The people Wohlsen interviews in the book can be a little creepy in their zealotry (they have complete distrust of scientists and government yet do not really think 'black hat' hackers in biology could be a danger) but they may have a point about being able to do some things big biology cannot, because the projects not big enough.  

And they are certainly true believers in science literacy, which resonates with the Science 2.0 community, and recognize the distinction between that and science education.   Scientifically educated people read Scientific American but scientifically literate people read and write here.    I resisted the urge to call science for the new millenium SciencePunk, though.    Science 2.0 will have to do.

Literacy leads to liberation, they believe, and they're right.   A literate culture that can better understand health, medicine and the environment is better for everyone.  The people Wohlsen interviewed do not want to kill cities or make Islands of Dr. Moreau, they want to make lab equipment cheaper, and open source, and promote experimentation.   All terrific goals.

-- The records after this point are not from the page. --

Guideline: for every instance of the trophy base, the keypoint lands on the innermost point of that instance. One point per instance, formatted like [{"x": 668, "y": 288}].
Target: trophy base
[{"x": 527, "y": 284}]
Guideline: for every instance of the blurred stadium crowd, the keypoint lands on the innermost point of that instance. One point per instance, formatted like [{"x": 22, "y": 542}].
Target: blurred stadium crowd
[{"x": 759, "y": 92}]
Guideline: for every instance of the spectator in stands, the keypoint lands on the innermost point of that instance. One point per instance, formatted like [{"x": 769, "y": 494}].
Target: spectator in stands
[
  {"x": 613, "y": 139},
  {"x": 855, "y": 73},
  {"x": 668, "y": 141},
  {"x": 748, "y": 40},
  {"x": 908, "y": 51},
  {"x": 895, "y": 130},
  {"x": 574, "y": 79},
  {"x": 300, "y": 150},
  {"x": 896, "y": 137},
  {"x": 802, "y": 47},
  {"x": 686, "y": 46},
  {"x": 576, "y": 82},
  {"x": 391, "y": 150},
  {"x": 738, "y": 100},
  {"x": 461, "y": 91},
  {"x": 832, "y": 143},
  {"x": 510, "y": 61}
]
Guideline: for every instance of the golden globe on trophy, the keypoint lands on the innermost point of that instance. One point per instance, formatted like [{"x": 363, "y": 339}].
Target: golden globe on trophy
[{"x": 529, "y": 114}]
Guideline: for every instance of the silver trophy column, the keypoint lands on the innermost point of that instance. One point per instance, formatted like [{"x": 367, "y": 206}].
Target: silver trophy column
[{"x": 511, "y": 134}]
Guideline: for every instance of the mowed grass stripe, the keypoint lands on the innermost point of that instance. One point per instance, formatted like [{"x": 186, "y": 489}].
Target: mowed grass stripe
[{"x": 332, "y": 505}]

But still there is that slight feeling of dread when thinking about the biopunks who are not in the book; the dangerous ones bound to crop up.   Evolution is a blessing and a curse; while a virus took millions of years to evolve, hackers don't need millions of years to change it and cause a lot of damage because they have the blueprint.   Biopunks are unfailingly modest and insist damage just isn't possible, but they are also not the malicious types.   The 1980s had few hackers in computers, after all.  It was the descendants of well-meaning programmers who caused the problems.   As we progress into the 21st century and unlock more secrets of nature, biologists, amateur and professional, need to expect they will be like nuclear workers in the 1950s and that means more security, not less.

And, really, the painful question that has to be asked no matter how much you like their spirit is, can a lot of people doing science poorly yield good science?   Does innovation always occur just because you have more people?   I know the stuff about monkeys creating Shakespeare but monkeys aren't going to kill 15% of the world if they make mistakes.   

And as much as they want to be outsider-ish, I had a hard time seeing it.    They rely on PCs and the Internet, all run by big companies making money.   Gene splicing was invented at a university.   So was PCR.  And the Human Genome Project, which made a lot of what biopunks want to do possible, was the ultimate Big Science project.   They recognize they will not solve the mysteries of why cancer happens or anything like that but they say they can 'domesticate' biology and, in their way, bring the costs down so that for simpler things, like a person who wants to test something before the FDA can get around do it.  It's a noble goal.

There have been no homeruns hit by bio-hackers the way independent people hit homeruns in computers and software, but that's okay, it is a young movement, and biopunks get a goofy joy out of doing biology.   I got a goofy joy out of reading Wohlsen's book and I got something to show for it; I got a little smarter reading it and perhaps you will also.